Distinga-se também a caça de animais de pequeno porte da de caça grossa. Esta última envolve animais de grande porte e é praticada tradicionalmente por pessoa com “posses”, como, noutros tempos, o era por membros da fidalguia ou da realeza. A esta atividade atribui-se a designação de montaria, que pode também referir o local onde se pratica a caça, uma palavra que se terá formado a partir da junção de monte ao sufixo -aria, lá pelo século XV.

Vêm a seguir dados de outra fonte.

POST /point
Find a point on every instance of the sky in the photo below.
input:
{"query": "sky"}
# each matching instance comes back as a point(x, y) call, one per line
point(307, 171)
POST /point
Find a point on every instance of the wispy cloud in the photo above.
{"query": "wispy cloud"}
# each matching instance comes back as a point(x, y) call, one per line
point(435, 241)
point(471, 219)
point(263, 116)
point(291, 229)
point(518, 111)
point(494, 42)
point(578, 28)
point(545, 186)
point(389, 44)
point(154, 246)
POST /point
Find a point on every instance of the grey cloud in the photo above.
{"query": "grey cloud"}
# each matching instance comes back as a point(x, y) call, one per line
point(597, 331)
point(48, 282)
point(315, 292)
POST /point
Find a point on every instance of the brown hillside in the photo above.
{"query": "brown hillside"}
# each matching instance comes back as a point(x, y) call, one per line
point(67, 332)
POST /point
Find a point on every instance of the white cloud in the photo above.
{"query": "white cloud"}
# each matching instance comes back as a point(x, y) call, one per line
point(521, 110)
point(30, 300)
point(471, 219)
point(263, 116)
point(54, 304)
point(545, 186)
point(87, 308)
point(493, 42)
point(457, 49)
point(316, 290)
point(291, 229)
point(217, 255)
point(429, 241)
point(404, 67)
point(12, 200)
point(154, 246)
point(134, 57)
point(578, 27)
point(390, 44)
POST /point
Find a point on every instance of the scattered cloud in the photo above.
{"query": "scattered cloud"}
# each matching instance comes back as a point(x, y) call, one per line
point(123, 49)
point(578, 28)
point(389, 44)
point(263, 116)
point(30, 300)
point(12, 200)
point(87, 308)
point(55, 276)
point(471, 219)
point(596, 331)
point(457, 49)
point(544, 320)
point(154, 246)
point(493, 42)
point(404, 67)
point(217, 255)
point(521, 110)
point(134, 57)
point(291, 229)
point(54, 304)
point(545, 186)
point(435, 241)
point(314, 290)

Ora, em pleno século XXI, em Portugal, na Herdade da Torre Bela, na Azambuja, organizou-se uma montaria, onde a assim designada caça turística permitiu que se matassem 540 animais de grande porte. Sejamos, pois, rigorosos com as palavras: não se tratou de uma caçada, mas de uma matança (palavra formada da junção do sufixo -ança ao verbo matar e de que também há registos desde o século XV), que é o mesmo que dizer uma chacina, uma carnificina de 540 animais que não tinham por onde fugir, como se ali estivessem para ser mortos por alguém que pagou para ter direito a matar todos os animais que conseguisse só por puro prazer. Qual a diferença entre esta realidade e um massacre, ou seja, um “grande número de morte violentas”? As mortes foram inúmeras e o crime inquestionável. Só o livre-arbítrio dos homens é questionável bem como a justificação para a sua morte que passa por encontrar lugar para uns painéis fotovoltaicos cujo espaço os animais estariam a ocupar. Uma justificação moderna para uma atividade medieval, como o parece comprovar também a origem das palavras que envolve.
1. Também designada derivação regressiva.